我正在尝试汇总Spark时间戳结构化流,以获取每秒钟传入数据的每个设备(源)平均值。
dataset.printSchema(); // see the output below
Dataset<Row> ds1 = dataset
.withWatermark("timestamp", "1 second")
.groupBy(
functions.window(dataset.col("timestamp"), "1 second", "1 second"),
dataset.col("source"))
.agg(
functions.avg("D0").as("AVG_D0"),
functions.avg("I0").as("AVG_I0"))
.orderBy("window");
StreamingQuery query = ds1.writeStream()
.outputMode(OutputMode.Append())
.format("console")
.option("truncate", "false")
.option("numRows", Integer.MAX_VALUE)
.start();
query.awaitTermination();
我正在使用Spark 2.4.6。
根据
https://spark.apache.org/docs/2.4.6/structured-streaming-programming-guide.html#output-modes
https://spark.apache.org/docs/latest/structured-streaming-programming-guide.html#output-modes
上述构造应该可以正常工作。
但是我在start()中遇到了异常:
11:05:27.282 [main] ERROR my.sparkbench.example.Example - Exception
org.apache.spark.sql.AnalysisException: Append output mode not supported when there are streaming aggregations on streaming DataFrames/DataSets without watermark;;
Sort [window#44 ASC NULLS FIRST], true
+- Aggregate [window#71, source#0], [window#71 AS window#44, source#0, avg(D0#12) AS AVG_D0#68, avg(I0#2L) AS AVG_I0#70]

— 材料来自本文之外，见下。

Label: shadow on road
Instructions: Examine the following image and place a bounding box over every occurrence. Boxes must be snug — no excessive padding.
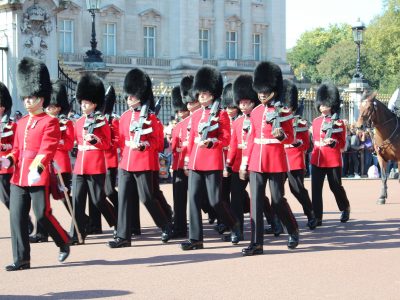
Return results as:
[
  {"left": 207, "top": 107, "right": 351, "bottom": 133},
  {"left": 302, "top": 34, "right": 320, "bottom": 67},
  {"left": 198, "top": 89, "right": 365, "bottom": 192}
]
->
[{"left": 1, "top": 290, "right": 132, "bottom": 299}]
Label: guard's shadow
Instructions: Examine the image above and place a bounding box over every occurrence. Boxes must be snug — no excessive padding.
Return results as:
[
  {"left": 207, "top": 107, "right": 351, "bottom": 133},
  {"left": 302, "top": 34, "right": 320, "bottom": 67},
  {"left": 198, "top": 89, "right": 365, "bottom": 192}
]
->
[{"left": 1, "top": 289, "right": 131, "bottom": 299}]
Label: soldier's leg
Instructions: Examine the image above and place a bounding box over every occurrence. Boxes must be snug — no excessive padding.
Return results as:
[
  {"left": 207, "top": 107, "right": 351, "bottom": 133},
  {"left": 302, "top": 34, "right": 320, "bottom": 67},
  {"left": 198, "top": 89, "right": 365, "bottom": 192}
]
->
[
  {"left": 71, "top": 174, "right": 89, "bottom": 238},
  {"left": 249, "top": 172, "right": 268, "bottom": 245},
  {"left": 87, "top": 174, "right": 116, "bottom": 227},
  {"left": 327, "top": 166, "right": 350, "bottom": 211},
  {"left": 188, "top": 170, "right": 206, "bottom": 241},
  {"left": 172, "top": 169, "right": 188, "bottom": 235},
  {"left": 0, "top": 173, "right": 11, "bottom": 209},
  {"left": 311, "top": 165, "right": 327, "bottom": 221},
  {"left": 9, "top": 185, "right": 31, "bottom": 263}
]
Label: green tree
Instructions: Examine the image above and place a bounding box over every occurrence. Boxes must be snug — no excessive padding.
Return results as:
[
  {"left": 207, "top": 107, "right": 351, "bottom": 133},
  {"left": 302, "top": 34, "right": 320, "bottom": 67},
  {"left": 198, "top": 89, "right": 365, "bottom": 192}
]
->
[{"left": 287, "top": 24, "right": 352, "bottom": 83}]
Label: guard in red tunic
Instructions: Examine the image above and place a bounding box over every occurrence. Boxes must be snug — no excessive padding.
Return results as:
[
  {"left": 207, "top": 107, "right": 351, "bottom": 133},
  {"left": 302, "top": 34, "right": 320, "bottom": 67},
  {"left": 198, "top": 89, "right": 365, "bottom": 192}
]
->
[
  {"left": 241, "top": 62, "right": 299, "bottom": 256},
  {"left": 0, "top": 82, "right": 16, "bottom": 211},
  {"left": 30, "top": 80, "right": 75, "bottom": 243},
  {"left": 87, "top": 86, "right": 120, "bottom": 235},
  {"left": 282, "top": 80, "right": 317, "bottom": 230},
  {"left": 180, "top": 66, "right": 240, "bottom": 251},
  {"left": 71, "top": 74, "right": 116, "bottom": 244},
  {"left": 3, "top": 57, "right": 70, "bottom": 271},
  {"left": 108, "top": 68, "right": 172, "bottom": 248},
  {"left": 311, "top": 83, "right": 350, "bottom": 225},
  {"left": 170, "top": 85, "right": 191, "bottom": 238},
  {"left": 224, "top": 74, "right": 260, "bottom": 240}
]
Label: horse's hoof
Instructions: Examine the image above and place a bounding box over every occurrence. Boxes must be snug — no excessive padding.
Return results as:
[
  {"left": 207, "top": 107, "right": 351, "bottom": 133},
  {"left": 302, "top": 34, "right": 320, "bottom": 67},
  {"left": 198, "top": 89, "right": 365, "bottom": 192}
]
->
[{"left": 377, "top": 198, "right": 386, "bottom": 205}]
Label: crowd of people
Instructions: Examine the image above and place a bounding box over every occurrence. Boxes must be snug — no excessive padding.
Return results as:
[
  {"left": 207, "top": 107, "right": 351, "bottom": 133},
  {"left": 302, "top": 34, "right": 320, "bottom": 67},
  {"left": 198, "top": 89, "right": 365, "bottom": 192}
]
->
[{"left": 1, "top": 55, "right": 390, "bottom": 271}]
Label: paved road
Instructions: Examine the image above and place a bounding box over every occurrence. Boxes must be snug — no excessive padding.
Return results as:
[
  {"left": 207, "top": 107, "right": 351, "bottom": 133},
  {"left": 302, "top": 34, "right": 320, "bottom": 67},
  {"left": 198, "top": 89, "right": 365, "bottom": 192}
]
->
[{"left": 0, "top": 179, "right": 399, "bottom": 299}]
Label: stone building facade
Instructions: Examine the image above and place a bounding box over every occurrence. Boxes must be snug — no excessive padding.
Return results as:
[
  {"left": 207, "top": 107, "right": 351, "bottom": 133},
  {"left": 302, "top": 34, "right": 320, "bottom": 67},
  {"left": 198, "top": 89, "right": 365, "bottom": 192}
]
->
[{"left": 0, "top": 0, "right": 291, "bottom": 114}]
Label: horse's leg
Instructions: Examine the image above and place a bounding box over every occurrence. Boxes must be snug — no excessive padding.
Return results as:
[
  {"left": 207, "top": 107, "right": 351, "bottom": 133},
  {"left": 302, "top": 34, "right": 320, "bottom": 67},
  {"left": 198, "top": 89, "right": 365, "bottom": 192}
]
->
[{"left": 377, "top": 156, "right": 387, "bottom": 204}]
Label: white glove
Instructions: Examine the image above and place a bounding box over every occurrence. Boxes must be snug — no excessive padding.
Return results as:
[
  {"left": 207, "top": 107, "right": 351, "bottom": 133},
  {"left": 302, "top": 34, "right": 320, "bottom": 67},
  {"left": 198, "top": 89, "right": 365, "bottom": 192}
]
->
[
  {"left": 0, "top": 157, "right": 10, "bottom": 169},
  {"left": 28, "top": 169, "right": 41, "bottom": 186}
]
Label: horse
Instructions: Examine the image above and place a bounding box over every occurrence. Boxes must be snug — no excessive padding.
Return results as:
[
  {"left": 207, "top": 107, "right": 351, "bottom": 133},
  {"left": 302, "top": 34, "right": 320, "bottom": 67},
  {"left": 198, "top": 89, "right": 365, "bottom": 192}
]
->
[{"left": 357, "top": 92, "right": 400, "bottom": 204}]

+- Filter isnotnull(timestamp#1)
+- Project [named_struct(start, precisetimestampconversion(((((CASE WHEN (cast(CEIL((cast((precisetimestampconversion(timestamp#1, TimestampType, LongType) - 0) as double) / cast(1000000 as double))) as double) = (cast((precisetimestampconversion(timestamp#1, TimestampType, LongType) - 0) as double) / cast(1000000 as double))) THEN (CEIL((cast((precisetimestampconversion(timestamp#1, TimestampType, LongType) - 0) as double) / cast(1000000 as double))) + cast(1 as bigint)) ELSE CEIL((cast((precisetimestampconversion(timestamp#1, TimestampType, LongType) - 0) as double) / cast(1000000 as double))) END + cast(0 as bigint)) - cast(1 as bigint)) * 1000000) + 0), LongType, TimestampType), end, precisetimestampconversion((((((CASE WHEN (cast(CEIL((cast((precisetimestampconversion(timestamp#1, TimestampType, LongType) - 0) as double) / cast(1000000 as double))) as double) = (cast((precisetimestampconversion(timestamp#1, TimestampType, LongType) - 0) as double) / cast(1000000 as double))) THEN (CEIL((cast((precisetimestampconversion(timestamp#1, TimestampType, LongType) - 0) as double) / cast(1000000 as double))) + cast(1 as bigint)) ELSE CEIL((cast((precisetimestampconversion(timestamp#1, TimestampType, LongType) - 0) as double) / cast(1000000 as double))) END + cast(0 as bigint)) - cast(1 as bigint)) * 1000000) + 0) + 1000000), LongType, TimestampType)) AS window#71, source#0, timestamp#1-T1000ms, I0#2L, I1#3L, I2#4L, I3#5L, I4#6L, I5#7L, I6#8L, I7#9L, I8#10L, I9#11L, D0#12, D1#13, D2#14, D3#15, D4#16, D5#17, D6#18, D7#19, D8#20, D9#21]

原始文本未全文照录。